We are excited to bring Transform 2022 back in-person July 19 and virtually July 20 – 28. Join AI and data leaders for insightful talks and exciting networking opportunities. Register today!
Let the OSS Enterprise newsletter guide your open-source journey! Sign up here.
If there’s one thing the enterprise world doesn’t have a shortage of, it’s data. But access to data doesn’t necessarily equate to useful, contextualized information that’s easy to search and derive insights from.
The holy grail of information retrieval, arguably, is the ability to search vast data repositories using simple, plain-English (or whatever your mother tongue is) queries — natural language processing (NLP) is the name of the game. And this is something that German company Deepset is setting out to solve, with an open-source NLP framework called Haystack that enables developers to build pipelines for myriad search use-cases.

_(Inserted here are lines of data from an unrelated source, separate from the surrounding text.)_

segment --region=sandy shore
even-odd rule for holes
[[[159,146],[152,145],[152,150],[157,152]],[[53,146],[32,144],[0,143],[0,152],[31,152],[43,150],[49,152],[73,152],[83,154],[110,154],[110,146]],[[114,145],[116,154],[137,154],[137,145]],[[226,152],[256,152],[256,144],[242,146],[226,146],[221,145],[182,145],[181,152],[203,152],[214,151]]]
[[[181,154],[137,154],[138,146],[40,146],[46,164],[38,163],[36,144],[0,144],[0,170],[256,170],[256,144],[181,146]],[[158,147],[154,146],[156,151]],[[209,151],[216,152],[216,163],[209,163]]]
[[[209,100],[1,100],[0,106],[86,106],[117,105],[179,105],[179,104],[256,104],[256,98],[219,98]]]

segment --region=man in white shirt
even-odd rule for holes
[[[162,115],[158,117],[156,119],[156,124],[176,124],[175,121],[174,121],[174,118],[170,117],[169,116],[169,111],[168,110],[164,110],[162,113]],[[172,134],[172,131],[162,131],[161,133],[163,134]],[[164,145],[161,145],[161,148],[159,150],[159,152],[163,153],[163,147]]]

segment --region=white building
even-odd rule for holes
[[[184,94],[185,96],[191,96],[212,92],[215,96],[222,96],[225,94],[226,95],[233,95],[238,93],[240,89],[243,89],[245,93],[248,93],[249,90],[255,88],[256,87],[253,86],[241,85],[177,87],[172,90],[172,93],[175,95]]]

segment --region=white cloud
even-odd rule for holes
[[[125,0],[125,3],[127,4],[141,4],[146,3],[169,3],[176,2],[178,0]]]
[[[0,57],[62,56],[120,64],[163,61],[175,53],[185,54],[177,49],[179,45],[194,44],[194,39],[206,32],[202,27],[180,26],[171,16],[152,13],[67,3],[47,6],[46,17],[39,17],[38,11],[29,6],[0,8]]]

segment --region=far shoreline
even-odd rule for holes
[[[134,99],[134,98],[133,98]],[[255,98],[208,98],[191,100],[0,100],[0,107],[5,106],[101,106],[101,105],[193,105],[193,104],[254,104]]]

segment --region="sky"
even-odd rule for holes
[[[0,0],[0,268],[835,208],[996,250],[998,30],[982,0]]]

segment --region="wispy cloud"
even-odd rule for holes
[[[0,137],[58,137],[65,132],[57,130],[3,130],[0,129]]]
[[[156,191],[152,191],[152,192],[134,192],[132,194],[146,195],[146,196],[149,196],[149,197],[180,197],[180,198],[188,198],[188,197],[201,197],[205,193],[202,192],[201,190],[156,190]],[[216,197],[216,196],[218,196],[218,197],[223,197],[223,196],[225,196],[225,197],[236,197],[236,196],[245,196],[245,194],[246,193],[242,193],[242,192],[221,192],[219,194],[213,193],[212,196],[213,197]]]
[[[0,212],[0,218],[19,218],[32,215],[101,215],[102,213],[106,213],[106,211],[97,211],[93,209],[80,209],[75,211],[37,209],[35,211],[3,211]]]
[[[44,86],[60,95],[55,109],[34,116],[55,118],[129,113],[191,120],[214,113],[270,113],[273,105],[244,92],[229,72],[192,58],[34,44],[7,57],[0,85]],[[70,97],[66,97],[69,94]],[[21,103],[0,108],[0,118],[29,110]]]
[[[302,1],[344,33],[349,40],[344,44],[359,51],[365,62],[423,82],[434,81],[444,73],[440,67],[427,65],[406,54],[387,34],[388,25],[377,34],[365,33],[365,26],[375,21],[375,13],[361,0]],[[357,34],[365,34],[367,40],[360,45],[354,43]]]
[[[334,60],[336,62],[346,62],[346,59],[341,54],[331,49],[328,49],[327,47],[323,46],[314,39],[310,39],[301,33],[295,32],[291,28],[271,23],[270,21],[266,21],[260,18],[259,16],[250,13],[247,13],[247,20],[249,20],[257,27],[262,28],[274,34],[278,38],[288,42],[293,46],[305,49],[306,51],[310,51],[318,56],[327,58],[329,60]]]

Founded in 2018, Deepset started work on Haystack in 2019, and released the first incarnation of the open-source project the following May. In the near two years since, Haystack has attracted nearly 100 contributing developers from around the world, with thousands of organizations such as Alcatel Lucent using the open-source product, and many companies such as aerospace giant Airbus paying Deepset to provide professional support and services on top of Haystack.
It was these initial revenues that enabled Deepset to bootstrap its growth over the past few years, and today the Berlin-based company is unveiling a new cloud-based product that ushers Haystack into the modern enterprise software-as-a-service (SaaS) realm. Deepset is also announcing a $14 million series A round of funding led by Alphabet’s venture capital arm GV, with participation from a slew of institutional and angel investors including founders of esteemed companies such as Cockroach Labs, Cloudera, Deepmind, Neo4J, and NGINX.
NLP for all
So, what kinds of things can developers use Haystack for? Well, anything that involves retrieving information using natural language. A company that has built a library of technical documentation for staff to search through, as Alcatel Lucent Enterprise did, can create a chatbot to let technicians ask questions or describe an issue that they’re having, and serve up the best answers from the digital documents.

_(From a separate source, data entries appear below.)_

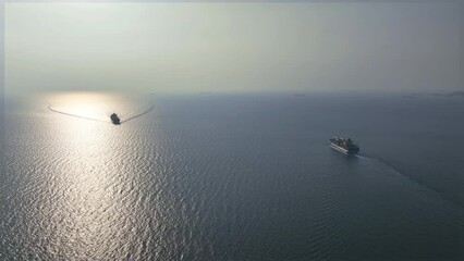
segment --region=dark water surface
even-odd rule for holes
[[[112,99],[7,104],[1,260],[464,260],[464,99]]]

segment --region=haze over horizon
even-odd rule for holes
[[[5,3],[5,94],[463,90],[460,2]]]

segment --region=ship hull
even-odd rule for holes
[[[347,150],[347,149],[345,149],[343,147],[340,147],[340,146],[338,146],[335,144],[330,144],[330,147],[332,149],[337,150],[337,151],[340,151],[340,152],[344,153],[344,154],[356,154],[357,152],[359,152],[359,149],[357,149],[357,150]]]

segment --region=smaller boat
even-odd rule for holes
[[[351,138],[335,136],[330,139],[330,147],[345,154],[356,154],[359,152],[359,147]]]
[[[114,125],[120,125],[121,124],[121,119],[119,119],[118,114],[113,113],[110,115],[111,122]]]

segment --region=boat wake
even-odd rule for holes
[[[148,109],[148,110],[146,110],[146,111],[144,111],[144,112],[142,112],[142,113],[139,113],[139,114],[137,114],[137,115],[131,116],[131,117],[129,117],[129,119],[126,119],[126,120],[123,120],[123,121],[121,121],[121,123],[125,123],[125,122],[132,121],[132,120],[134,120],[134,119],[137,119],[137,117],[139,117],[139,116],[143,116],[143,115],[147,114],[148,112],[150,112],[154,108],[155,108],[155,107],[150,107],[150,109]]]
[[[132,121],[134,119],[141,117],[141,116],[147,114],[148,112],[150,112],[155,107],[150,107],[148,110],[146,110],[146,111],[144,111],[142,113],[138,113],[136,115],[130,116],[130,117],[127,117],[125,120],[123,119],[121,121],[121,123],[125,123],[125,122]],[[73,114],[73,113],[69,113],[69,112],[65,112],[65,111],[57,110],[57,109],[52,108],[51,105],[48,105],[48,110],[50,110],[52,112],[56,112],[56,113],[63,114],[63,115],[68,115],[68,116],[74,116],[74,117],[80,117],[80,119],[95,121],[95,122],[101,122],[101,123],[111,123],[111,121],[103,121],[101,119],[88,117],[88,116],[83,116],[83,115]]]
[[[60,111],[60,110],[53,109],[51,105],[48,105],[48,110],[56,112],[56,113],[63,114],[63,115],[68,115],[68,116],[74,116],[74,117],[85,119],[85,120],[95,121],[95,122],[109,123],[108,121],[102,121],[102,120],[99,120],[99,119],[87,117],[87,116],[83,116],[83,115],[78,115],[78,114],[73,114],[73,113]]]

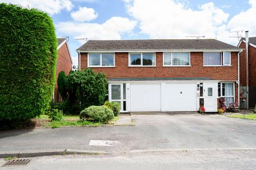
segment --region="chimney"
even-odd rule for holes
[[[248,57],[248,44],[249,42],[249,31],[245,31],[245,57],[246,64],[246,109],[249,109],[249,64]]]

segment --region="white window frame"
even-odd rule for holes
[[[171,64],[164,64],[164,54],[171,53]],[[189,65],[172,65],[172,54],[173,53],[189,53]],[[191,66],[190,52],[163,52],[163,66],[164,67],[190,67]]]
[[[114,54],[114,65],[103,65],[102,66],[102,54]],[[100,65],[90,65],[90,54],[99,54],[100,57]],[[115,53],[87,53],[87,66],[88,67],[115,67]]]
[[[228,54],[229,54],[229,64],[225,64],[225,53],[227,53]],[[223,65],[231,65],[231,53],[230,52],[223,52],[223,57],[222,57],[222,59],[223,59]]]
[[[132,65],[131,64],[131,54],[140,54],[140,65]],[[155,65],[143,65],[143,60],[142,60],[142,56],[143,54],[154,54],[155,56]],[[152,52],[152,53],[129,53],[129,57],[128,57],[128,66],[129,67],[155,67],[156,65],[156,53]]]
[[[236,91],[235,89],[235,83],[233,82],[219,82],[220,83],[220,96],[219,96],[218,98],[225,98],[225,97],[233,97],[234,98],[234,101],[235,101],[235,96],[236,96]],[[232,83],[233,84],[233,96],[223,96],[222,95],[222,83]],[[218,84],[219,86],[219,84]],[[219,87],[218,87],[218,90],[219,91]],[[218,91],[219,92],[219,91]]]
[[[223,60],[223,54],[224,53],[229,53],[229,64],[224,64]],[[205,65],[204,64],[204,54],[205,53],[220,53],[220,65]],[[221,66],[231,66],[231,53],[229,52],[204,52],[203,57],[203,62],[204,67],[221,67]]]

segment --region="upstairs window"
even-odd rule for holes
[[[189,65],[189,53],[164,53],[164,66]]]
[[[115,66],[114,53],[89,54],[89,67],[109,67]]]
[[[130,66],[154,66],[156,65],[155,53],[130,53]]]
[[[204,53],[204,65],[230,65],[230,52]]]

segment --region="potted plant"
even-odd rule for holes
[[[204,106],[200,106],[199,108],[198,113],[200,114],[205,113],[205,109],[204,108]]]
[[[237,102],[230,103],[228,105],[228,109],[231,112],[239,112],[239,105]]]

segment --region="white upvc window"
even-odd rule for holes
[[[218,83],[218,96],[225,99],[228,106],[235,101],[235,83],[234,82],[219,82]]]
[[[114,67],[115,53],[89,53],[89,67]]]
[[[204,66],[230,66],[230,52],[204,53]]]
[[[163,66],[190,66],[190,53],[164,53]]]
[[[155,53],[129,53],[129,66],[155,66]]]
[[[230,52],[223,52],[223,65],[230,65],[231,56]]]

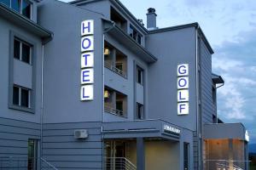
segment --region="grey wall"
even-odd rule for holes
[[[203,123],[212,122],[212,114],[215,115],[215,106],[212,90],[212,55],[202,39],[200,39],[198,50],[201,55],[201,112]]]
[[[44,122],[102,121],[102,15],[51,0],[38,5],[38,24],[55,33],[44,48]],[[85,20],[94,20],[94,100],[81,102],[80,28]]]
[[[111,37],[108,34],[105,35],[105,40],[108,41],[113,47],[121,51],[124,54],[127,56],[127,79],[120,76],[111,70],[105,68],[104,71],[104,83],[106,86],[112,88],[122,94],[127,95],[127,118],[119,117],[117,116],[110,115],[106,113],[104,115],[105,122],[115,122],[115,121],[131,121],[134,120],[134,108],[136,99],[143,99],[145,98],[144,105],[145,105],[145,112],[147,115],[148,108],[147,108],[147,100],[146,96],[143,95],[143,93],[135,94],[134,83],[136,82],[136,73],[135,73],[135,61],[137,65],[139,65],[143,69],[144,69],[144,76],[145,76],[145,83],[143,85],[145,91],[147,92],[148,87],[148,64],[142,60],[137,54],[131,52],[125,44],[120,43],[116,41],[113,37]],[[137,96],[141,94],[140,96]],[[136,96],[135,96],[136,95]],[[147,116],[146,116],[147,117]]]
[[[87,129],[86,139],[76,139],[75,129]],[[44,125],[43,157],[58,169],[102,169],[100,122]]]
[[[158,58],[148,68],[148,118],[195,130],[195,31],[194,27],[149,34],[146,48]],[[189,65],[189,114],[177,116],[177,67]]]
[[[32,42],[33,42],[33,48],[35,49],[35,54],[32,56],[33,63],[32,66],[35,67],[35,81],[33,83],[35,83],[35,88],[33,88],[35,92],[35,113],[29,113],[26,111],[22,111],[19,110],[13,110],[9,108],[9,88],[12,88],[12,87],[9,87],[9,77],[15,76],[15,81],[18,81],[19,83],[22,82],[22,80],[18,80],[18,76],[21,76],[21,75],[24,75],[24,77],[30,78],[31,76],[27,76],[27,73],[31,71],[28,71],[29,69],[20,69],[22,65],[24,66],[24,63],[21,63],[20,65],[15,65],[14,66],[16,66],[15,68],[19,70],[19,75],[14,74],[12,71],[9,72],[10,70],[13,70],[13,68],[9,68],[10,65],[9,62],[14,61],[14,57],[11,56],[11,54],[13,53],[11,51],[11,35],[15,34],[15,36],[18,36],[18,37],[21,38],[24,41]],[[1,51],[1,59],[0,59],[0,112],[1,112],[1,117],[6,117],[6,118],[12,118],[16,120],[23,120],[23,121],[28,121],[32,122],[40,122],[40,104],[41,104],[41,56],[42,56],[42,42],[41,38],[32,35],[31,32],[28,32],[26,31],[26,29],[23,29],[20,26],[16,26],[15,23],[10,23],[9,21],[3,20],[3,18],[0,18],[0,51]],[[17,61],[17,63],[20,63],[20,61]],[[16,63],[16,64],[17,64]],[[17,72],[16,72],[17,73]],[[31,72],[30,72],[31,73]],[[28,85],[30,86],[31,82],[25,82],[26,80],[23,79],[23,82],[25,84],[20,84],[20,85]],[[29,88],[29,87],[28,87]],[[12,97],[11,97],[12,99]]]
[[[11,156],[15,158],[14,163],[17,162],[15,157],[20,163],[26,163],[28,139],[40,139],[38,123],[0,118],[0,162],[1,157]]]

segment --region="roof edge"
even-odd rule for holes
[[[42,38],[52,38],[53,37],[53,32],[50,31],[40,26],[34,21],[26,18],[25,16],[21,15],[20,14],[17,13],[14,9],[10,8],[9,7],[6,6],[5,4],[0,3],[0,12],[1,10],[4,13],[5,17],[8,18],[7,15],[9,14],[12,17],[12,20],[18,20],[23,24],[26,25],[27,26],[30,26],[32,29],[35,29],[34,32],[35,34],[38,34]],[[8,20],[8,19],[7,19]]]

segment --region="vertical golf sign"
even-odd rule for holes
[[[93,100],[94,84],[94,21],[81,23],[81,89],[80,100]]]
[[[177,65],[177,115],[188,115],[189,105],[189,65],[182,64]]]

Alternatively, a government could create an NLP-powered search system to make it easier to find information across different internal websites, while a financial services company can automate aspects of their risk-management workflow by allowing auditors to ask questions such as “How did revenues evolve in the past year” during a credit approval application.

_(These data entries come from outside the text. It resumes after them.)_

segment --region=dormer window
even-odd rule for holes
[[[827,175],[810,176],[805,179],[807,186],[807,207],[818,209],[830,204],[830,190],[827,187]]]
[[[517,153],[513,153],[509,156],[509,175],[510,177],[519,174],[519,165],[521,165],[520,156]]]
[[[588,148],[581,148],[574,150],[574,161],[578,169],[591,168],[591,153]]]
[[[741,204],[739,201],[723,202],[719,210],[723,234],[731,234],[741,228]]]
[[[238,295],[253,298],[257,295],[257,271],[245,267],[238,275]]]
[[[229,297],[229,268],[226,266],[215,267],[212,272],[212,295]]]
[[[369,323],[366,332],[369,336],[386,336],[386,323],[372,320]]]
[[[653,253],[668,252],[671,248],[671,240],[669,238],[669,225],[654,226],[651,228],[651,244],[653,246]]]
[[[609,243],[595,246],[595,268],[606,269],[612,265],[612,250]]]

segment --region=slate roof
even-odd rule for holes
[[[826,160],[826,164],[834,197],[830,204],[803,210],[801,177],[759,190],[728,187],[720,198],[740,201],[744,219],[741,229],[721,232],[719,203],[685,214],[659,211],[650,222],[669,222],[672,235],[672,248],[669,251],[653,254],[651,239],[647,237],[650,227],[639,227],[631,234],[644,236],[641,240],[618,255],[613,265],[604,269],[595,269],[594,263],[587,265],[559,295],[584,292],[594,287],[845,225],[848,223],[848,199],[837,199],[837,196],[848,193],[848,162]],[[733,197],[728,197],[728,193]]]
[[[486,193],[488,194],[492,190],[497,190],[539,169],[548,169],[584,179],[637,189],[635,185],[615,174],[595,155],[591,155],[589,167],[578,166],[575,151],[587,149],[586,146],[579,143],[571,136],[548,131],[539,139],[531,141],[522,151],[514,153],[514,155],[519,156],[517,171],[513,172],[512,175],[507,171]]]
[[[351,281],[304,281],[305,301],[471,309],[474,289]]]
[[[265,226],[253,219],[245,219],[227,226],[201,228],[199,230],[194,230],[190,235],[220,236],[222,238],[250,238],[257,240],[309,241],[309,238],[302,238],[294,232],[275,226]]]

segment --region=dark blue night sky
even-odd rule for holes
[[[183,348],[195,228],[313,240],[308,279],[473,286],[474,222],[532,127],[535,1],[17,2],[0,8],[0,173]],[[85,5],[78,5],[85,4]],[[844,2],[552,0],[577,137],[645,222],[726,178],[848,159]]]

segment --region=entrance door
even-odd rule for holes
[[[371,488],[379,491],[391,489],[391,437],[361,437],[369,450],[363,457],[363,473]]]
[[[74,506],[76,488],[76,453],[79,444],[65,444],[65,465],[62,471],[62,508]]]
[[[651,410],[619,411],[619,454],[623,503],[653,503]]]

But in truth, Haystack can be used for just about anything that involves a knowledge-base search, such as internal wikis that plug into an extensive arsenal of documents and databases to deliver insights on whatever subject matter is important to an organization.
In terms of how developers and companies deploy the technology within their stack, Haystack basically offers a more convenient way of serving NLP models, making it easy to try out models from Hugging Face, and figure out what works for a specific NLP use-case — Haystack presents a more developer-friendly way of building an API-driven backend application, using existing building blocks from the broader NLP realm.
“Haystack is built for the modern world of NLP — it is part of an extremely rich and completely open NLP environment that has flourished in the past few years,” Deepset cofounder and CEO Milos Rusic told VentureBeat. “It is very hard to maintain the required level of sophistication with any proprietary solution, there’s so much happening and new [NLP] models, algorithms, and workflows appear practically every day. Haystack allows developers to access the latest outcomes of this open NLP world, and leverage the top-notch building blocks in a practical, rapid, and safe manner.”
The Haystack-based NLP is usually deployed atop a text database such as Elasticsearch or Amazon’s OpenSearch fork, and then integrates directly with the end-user application (e.g. in a search bar or chatbot) via a REST API.
So, while something like Elasticsearch is a well-established keyword-based search engine for enterprises, Haystack allows developers to add NLP-powered semantic search on top of it, one that understands the actual meaning of the query.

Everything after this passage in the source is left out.